Rape. The latest of American atrocities. Though it’s not really the latest- it’s just the one that’s being publicized the most. The poor girl Abeer was neither the first to be raped by American troops, nor will she be the last. The only reason this rape was brought to light and publicized is that her whole immediate family were killed along with her. Rape is a taboo subject in Iraq. Families don’t report rapes here, they avenge them. We’ve been hearing whisperings about rapes in American-controlled prisons and during sieges of towns like Haditha and Samarra for the last three years. The naiveté of Americans who can’t believe their ‘heroes’ are committing such atrocities is ridiculous. Who ever heard of an occupying army committing rape??? You raped the country, why not the people?
In the news they’re estimating her age to be around 24, but Iraqis from the area say she was only 14. Fourteen. Imagine your 14-year-old sister or your 14-year-old daughter. Imagine her being gang-raped by a group of psychopaths and then the girl was killed and her body burned to cover up the rape. Finally, her parents and her five-year-old sister were also killed. Hail the American heroes… Raise your heads high supporters of the ‘liberation’ – your troops have made you proud today. I don’t believe the troops should be tried in American courts. I believe they should be handed over to the people in the area and only then will justice be properly served. And our ass of a PM, Nouri Al-Maliki, is requesting an ‘independent investigation’, ensconced safely in his American guarded compound because it wasn’t his daughter or sister who was raped, probably tortured and killed. His family is abroad safe from the hands of furious Iraqis and psychotic American troops.

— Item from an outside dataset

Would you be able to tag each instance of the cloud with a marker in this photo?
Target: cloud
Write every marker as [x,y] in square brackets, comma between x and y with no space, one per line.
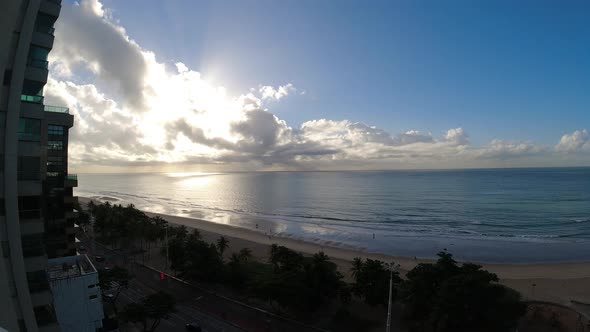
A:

It fills me with rage to hear about it and read about it. The pity I once had for foreign troops in Iraq is gone. It’s been eradicated by the atrocities in Abu Ghraib, the deaths in Haditha and the latest news of rapes and killings. I look at them in their armored vehicles and to be honest- I can’t bring myself to care whether they are 19 or 39. I can’t bring myself to care if they make it back home alive. I can’t bring myself to care anymore about the wife or parents or children they left behind. I can’t bring myself to care because it’s difficult to see beyond the horrors. I look at them and wonder just how many innocents they killed and how many more they’ll kill before they go home. How many more young Iraqi girls will they rape?
i hope this girl makes it out alive, i hope she gets to live life free of american oppression someday. if i can wake up in the morning and not face the day full of such horrors than so should she. and so should every iraqi man, woman and child whose lives have been so disrupted and destroyed.
i do feel for the us troops out there aimlessly carrying out the inane orders of a sadistic, maniacal leader…our president…but i don’t feel for them nearly as much as i do the iraqi people.
and no amount of boredom or frustration or confusion or whatever can justify killing innocent civilians, raping the country and it’s people, destroying all hope. nothing can justify that. all’s fair in love & war or not, it’s horrible. and i hope the soldiers responsible for such things, the ones that took part in such actions, i hope they get what’s coming to them.